Currently, a tiny little pacific chorus frog spends her days sleeping on the top of this now framed mosaic and at night she wanders the courtyard hunting and eating the noisy night insects.
The whole world – my small world and our larger world – wars and thefts, enslavements and displacements, triumphs and losses, lies and laughter, deceptions and fidelities, babies and divorces; layers and cycles, second chances and 55th chances at starting and trying again all right here out my window.
In my conversations with Jamaica Kincaid prior to writing about her in The Earth in Her Hands, she said this: “The thing we have liked the most about gardens is the love of a flower from somewhere else. Most people don’t know that the marigold and dahlia were part of Montezuma’s gardens. If we could just honor one another, it wouldn’t feel so badly to have taken them. Honoring one another is one way perhaps that we redeem ourselves; I am very interested in redemption,” she told me.
Redemption. An interesting word – Jamaica talks about how we as people can work to honor one another – work to re-find and retell and re- share histories which were hidden – stolen – histories that some strove to erase. But they are still there those histories – embodied in the plants and the seeds and the art and the myth and the lived history of peoples and places.
The word Redeem literally means – to regain, to reclaim, to recover. In what we plant, what language we use with and in our gardens – we literally reclaim the garden and its history and meaning in a greater fullness – a fullness born of tragedy, evil, beauty and joy – the joy is there too but it is a truer joy in its context of greater truth.

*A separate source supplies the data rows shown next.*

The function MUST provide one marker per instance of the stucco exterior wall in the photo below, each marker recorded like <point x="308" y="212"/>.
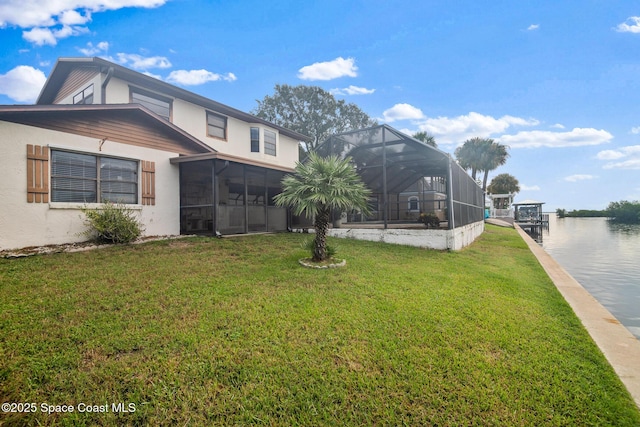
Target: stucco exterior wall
<point x="192" y="118"/>
<point x="431" y="239"/>
<point x="25" y="224"/>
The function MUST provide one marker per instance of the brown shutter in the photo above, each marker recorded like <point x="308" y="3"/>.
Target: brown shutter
<point x="37" y="174"/>
<point x="148" y="183"/>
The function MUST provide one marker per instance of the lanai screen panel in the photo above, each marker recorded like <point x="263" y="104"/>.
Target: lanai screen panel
<point x="407" y="160"/>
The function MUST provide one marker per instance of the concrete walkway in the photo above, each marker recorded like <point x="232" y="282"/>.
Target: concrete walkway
<point x="620" y="347"/>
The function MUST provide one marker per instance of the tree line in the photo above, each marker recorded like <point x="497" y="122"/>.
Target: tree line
<point x="624" y="212"/>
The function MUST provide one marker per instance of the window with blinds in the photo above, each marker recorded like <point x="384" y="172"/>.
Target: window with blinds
<point x="85" y="178"/>
<point x="255" y="140"/>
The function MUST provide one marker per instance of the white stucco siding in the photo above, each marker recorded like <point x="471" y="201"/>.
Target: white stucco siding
<point x="97" y="90"/>
<point x="192" y="119"/>
<point x="117" y="92"/>
<point x="25" y="224"/>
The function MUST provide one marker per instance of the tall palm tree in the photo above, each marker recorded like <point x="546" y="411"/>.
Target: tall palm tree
<point x="469" y="155"/>
<point x="319" y="185"/>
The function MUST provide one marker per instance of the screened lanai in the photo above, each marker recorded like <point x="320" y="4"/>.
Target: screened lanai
<point x="407" y="177"/>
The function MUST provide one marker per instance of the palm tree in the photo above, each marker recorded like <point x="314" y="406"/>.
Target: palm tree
<point x="504" y="184"/>
<point x="319" y="185"/>
<point x="469" y="155"/>
<point x="481" y="154"/>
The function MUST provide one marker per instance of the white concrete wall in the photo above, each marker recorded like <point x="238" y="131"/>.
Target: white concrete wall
<point x="432" y="239"/>
<point x="193" y="119"/>
<point x="25" y="224"/>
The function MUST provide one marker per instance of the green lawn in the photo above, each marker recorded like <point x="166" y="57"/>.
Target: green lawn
<point x="233" y="331"/>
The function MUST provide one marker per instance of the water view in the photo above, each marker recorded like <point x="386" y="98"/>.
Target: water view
<point x="604" y="258"/>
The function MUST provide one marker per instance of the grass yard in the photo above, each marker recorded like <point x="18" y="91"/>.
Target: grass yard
<point x="233" y="331"/>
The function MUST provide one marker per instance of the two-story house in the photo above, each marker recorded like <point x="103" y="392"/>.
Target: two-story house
<point x="101" y="132"/>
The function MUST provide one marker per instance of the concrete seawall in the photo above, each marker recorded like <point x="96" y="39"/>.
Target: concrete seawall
<point x="619" y="346"/>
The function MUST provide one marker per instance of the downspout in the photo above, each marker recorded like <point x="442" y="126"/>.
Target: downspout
<point x="103" y="92"/>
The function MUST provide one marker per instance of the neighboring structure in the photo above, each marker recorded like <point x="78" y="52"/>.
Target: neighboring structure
<point x="408" y="177"/>
<point x="528" y="211"/>
<point x="101" y="132"/>
<point x="528" y="215"/>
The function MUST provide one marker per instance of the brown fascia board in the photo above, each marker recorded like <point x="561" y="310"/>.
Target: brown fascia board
<point x="6" y="110"/>
<point x="64" y="65"/>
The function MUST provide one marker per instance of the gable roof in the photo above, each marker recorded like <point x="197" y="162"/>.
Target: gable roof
<point x="126" y="123"/>
<point x="64" y="66"/>
<point x="406" y="159"/>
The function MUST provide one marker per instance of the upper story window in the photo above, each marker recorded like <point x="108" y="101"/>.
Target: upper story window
<point x="413" y="203"/>
<point x="269" y="142"/>
<point x="85" y="178"/>
<point x="159" y="105"/>
<point x="255" y="140"/>
<point x="216" y="125"/>
<point x="85" y="96"/>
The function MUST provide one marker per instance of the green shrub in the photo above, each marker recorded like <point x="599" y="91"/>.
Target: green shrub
<point x="112" y="223"/>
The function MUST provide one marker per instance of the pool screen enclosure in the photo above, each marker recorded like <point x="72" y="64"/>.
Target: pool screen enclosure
<point x="408" y="176"/>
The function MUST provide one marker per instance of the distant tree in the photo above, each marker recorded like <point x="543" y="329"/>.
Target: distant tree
<point x="503" y="184"/>
<point x="311" y="111"/>
<point x="481" y="154"/>
<point x="320" y="185"/>
<point x="425" y="137"/>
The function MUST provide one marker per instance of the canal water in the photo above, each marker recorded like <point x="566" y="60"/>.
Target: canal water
<point x="604" y="258"/>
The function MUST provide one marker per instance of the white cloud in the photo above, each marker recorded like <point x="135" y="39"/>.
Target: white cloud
<point x="40" y="36"/>
<point x="139" y="62"/>
<point x="47" y="36"/>
<point x="329" y="70"/>
<point x="22" y="84"/>
<point x="73" y="17"/>
<point x="631" y="25"/>
<point x="198" y="77"/>
<point x="402" y="112"/>
<point x="92" y="50"/>
<point x="577" y="137"/>
<point x="524" y="187"/>
<point x="38" y="16"/>
<point x="352" y="90"/>
<point x="155" y="76"/>
<point x="458" y="129"/>
<point x="629" y="156"/>
<point x="579" y="177"/>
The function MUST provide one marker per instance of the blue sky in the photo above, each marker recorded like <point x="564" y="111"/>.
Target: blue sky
<point x="556" y="81"/>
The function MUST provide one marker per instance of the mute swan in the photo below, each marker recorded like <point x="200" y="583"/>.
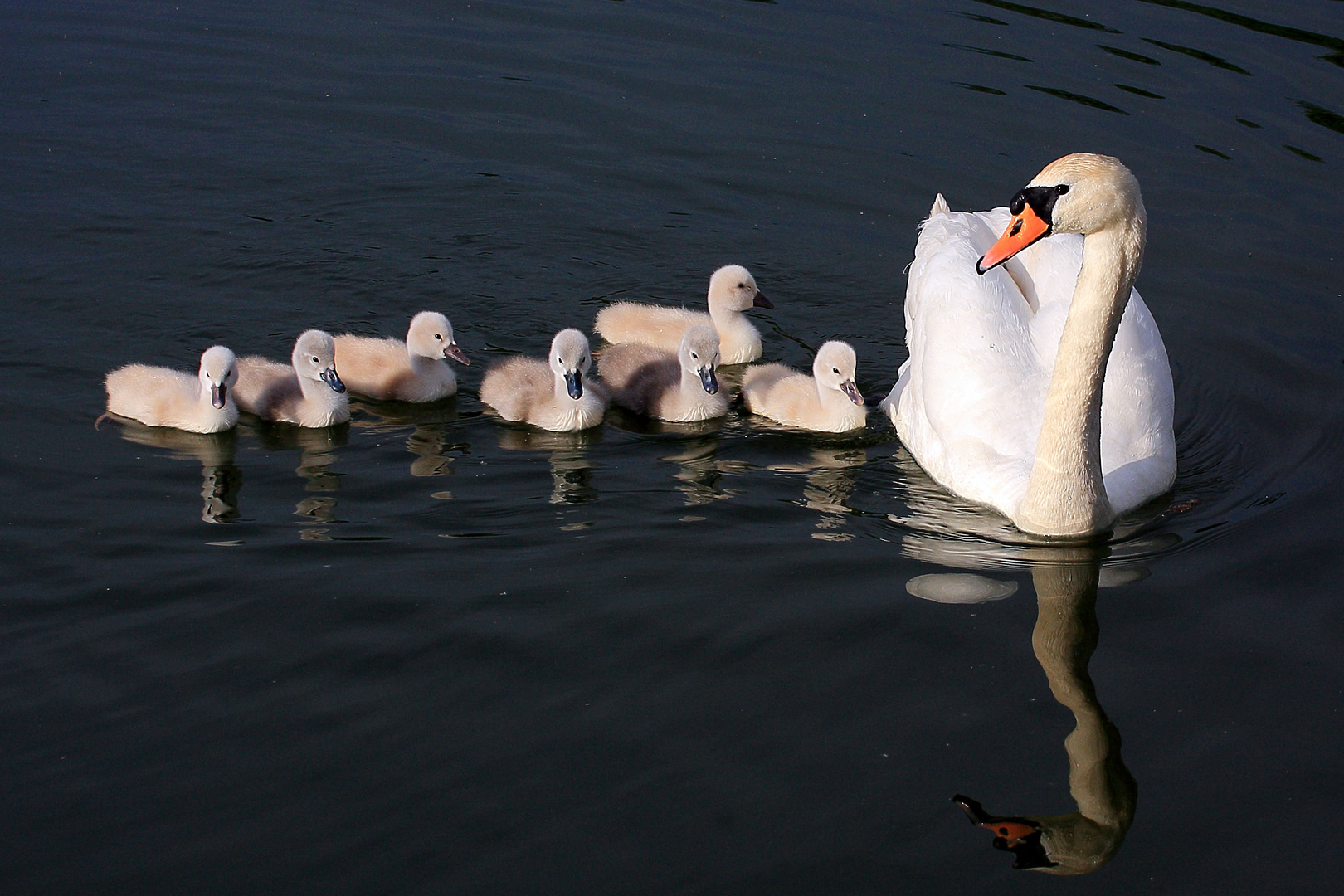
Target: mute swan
<point x="307" y="391"/>
<point x="552" y="397"/>
<point x="678" y="387"/>
<point x="164" y="397"/>
<point x="825" y="402"/>
<point x="410" y="371"/>
<point x="732" y="292"/>
<point x="1040" y="388"/>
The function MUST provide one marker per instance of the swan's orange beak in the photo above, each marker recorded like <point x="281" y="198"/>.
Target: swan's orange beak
<point x="1023" y="230"/>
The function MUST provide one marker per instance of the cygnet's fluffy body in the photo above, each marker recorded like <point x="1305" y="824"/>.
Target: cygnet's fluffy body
<point x="307" y="391"/>
<point x="678" y="386"/>
<point x="392" y="370"/>
<point x="553" y="394"/>
<point x="825" y="402"/>
<point x="164" y="397"/>
<point x="732" y="292"/>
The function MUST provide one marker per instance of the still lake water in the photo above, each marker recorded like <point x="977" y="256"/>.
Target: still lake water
<point x="431" y="653"/>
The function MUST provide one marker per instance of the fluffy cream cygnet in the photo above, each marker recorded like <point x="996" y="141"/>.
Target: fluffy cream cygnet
<point x="732" y="292"/>
<point x="307" y="391"/>
<point x="164" y="397"/>
<point x="550" y="395"/>
<point x="679" y="387"/>
<point x="392" y="370"/>
<point x="825" y="402"/>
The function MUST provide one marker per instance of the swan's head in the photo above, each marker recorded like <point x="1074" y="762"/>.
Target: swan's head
<point x="431" y="336"/>
<point x="314" y="359"/>
<point x="1079" y="193"/>
<point x="218" y="373"/>
<point x="835" y="368"/>
<point x="699" y="353"/>
<point x="733" y="288"/>
<point x="570" y="360"/>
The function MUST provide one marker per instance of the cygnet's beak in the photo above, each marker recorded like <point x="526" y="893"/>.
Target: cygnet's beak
<point x="574" y="383"/>
<point x="709" y="381"/>
<point x="1023" y="230"/>
<point x="331" y="379"/>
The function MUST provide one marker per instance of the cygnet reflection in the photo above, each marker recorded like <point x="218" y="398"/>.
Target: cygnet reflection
<point x="832" y="473"/>
<point x="570" y="465"/>
<point x="221" y="480"/>
<point x="316" y="455"/>
<point x="1103" y="787"/>
<point x="431" y="438"/>
<point x="702" y="477"/>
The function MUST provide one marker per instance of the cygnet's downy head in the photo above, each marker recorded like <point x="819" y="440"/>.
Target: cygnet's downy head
<point x="734" y="288"/>
<point x="431" y="336"/>
<point x="570" y="358"/>
<point x="1079" y="193"/>
<point x="699" y="353"/>
<point x="314" y="359"/>
<point x="218" y="373"/>
<point x="835" y="368"/>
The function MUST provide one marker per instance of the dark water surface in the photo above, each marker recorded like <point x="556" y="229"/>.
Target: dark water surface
<point x="431" y="653"/>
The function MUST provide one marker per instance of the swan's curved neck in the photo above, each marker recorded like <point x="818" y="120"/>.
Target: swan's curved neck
<point x="1066" y="494"/>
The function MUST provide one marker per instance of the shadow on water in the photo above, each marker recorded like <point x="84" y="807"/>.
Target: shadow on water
<point x="572" y="468"/>
<point x="431" y="437"/>
<point x="221" y="480"/>
<point x="316" y="453"/>
<point x="1103" y="790"/>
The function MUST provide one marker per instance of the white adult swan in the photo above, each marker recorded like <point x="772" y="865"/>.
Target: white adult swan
<point x="1040" y="387"/>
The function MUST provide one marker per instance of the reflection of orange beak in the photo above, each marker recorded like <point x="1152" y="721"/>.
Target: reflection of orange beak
<point x="1023" y="230"/>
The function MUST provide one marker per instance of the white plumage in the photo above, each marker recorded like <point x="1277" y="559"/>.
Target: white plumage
<point x="164" y="397"/>
<point x="971" y="401"/>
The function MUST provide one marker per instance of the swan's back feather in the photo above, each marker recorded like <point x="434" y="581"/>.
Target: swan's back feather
<point x="381" y="367"/>
<point x="971" y="399"/>
<point x="164" y="397"/>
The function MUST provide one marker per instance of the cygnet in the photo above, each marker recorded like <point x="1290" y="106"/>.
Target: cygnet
<point x="825" y="402"/>
<point x="307" y="392"/>
<point x="550" y="395"/>
<point x="164" y="397"/>
<point x="732" y="292"/>
<point x="679" y="387"/>
<point x="410" y="371"/>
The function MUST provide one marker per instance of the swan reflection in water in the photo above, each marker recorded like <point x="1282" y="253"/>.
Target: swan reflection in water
<point x="221" y="480"/>
<point x="570" y="464"/>
<point x="316" y="455"/>
<point x="1066" y="579"/>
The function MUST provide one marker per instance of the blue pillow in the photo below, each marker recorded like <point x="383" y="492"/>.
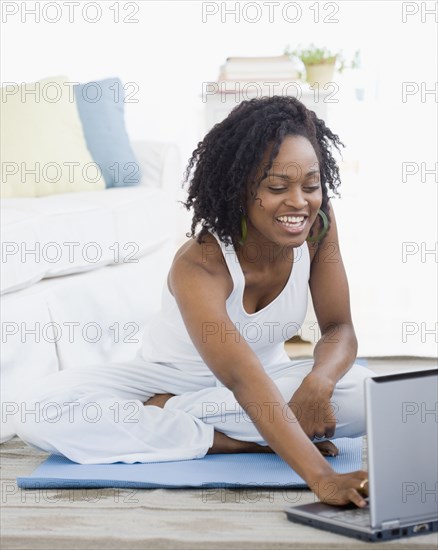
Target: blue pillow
<point x="101" y="109"/>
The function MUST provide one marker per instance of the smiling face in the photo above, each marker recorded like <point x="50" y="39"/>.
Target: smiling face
<point x="288" y="199"/>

I like to make myself as a gardener truly think about what it means to be a gardener - Jamaica Kincaid wrote about gardens with history and power at their center – because that is in fact what is at their center. In honor of the fourth of July 2018 we spoke with artist activist Nekisha Durrett whose sculptural exhibit at the US Botanic Garden based on the cotton plant explored the complicated history of this plant for her as a black woman; for fourth of July 2019 we were joined by Robin Wall Kimmerer and her thoughts on being a citizen of this world and a gardener with it from an indigenous reciprocal ecological knowledge and relationship perspective; and here in this conversation with Jamaica Kincaid towards the end of our conversation she notes that for her the greatest thing we as gardener citizens can do is to be kind. As many of you will remember, the poet Ross Gay glossed for us the relationship between the word kind and the word kin. In this way we are never citizens of one country – we are family within the world.
In this way – perhaps we ourselves and our even very small gardens are the living cover crops we ourselves need to reclaim and reseed and redeem that with which we want to grow forward.
As always - together we grow....better.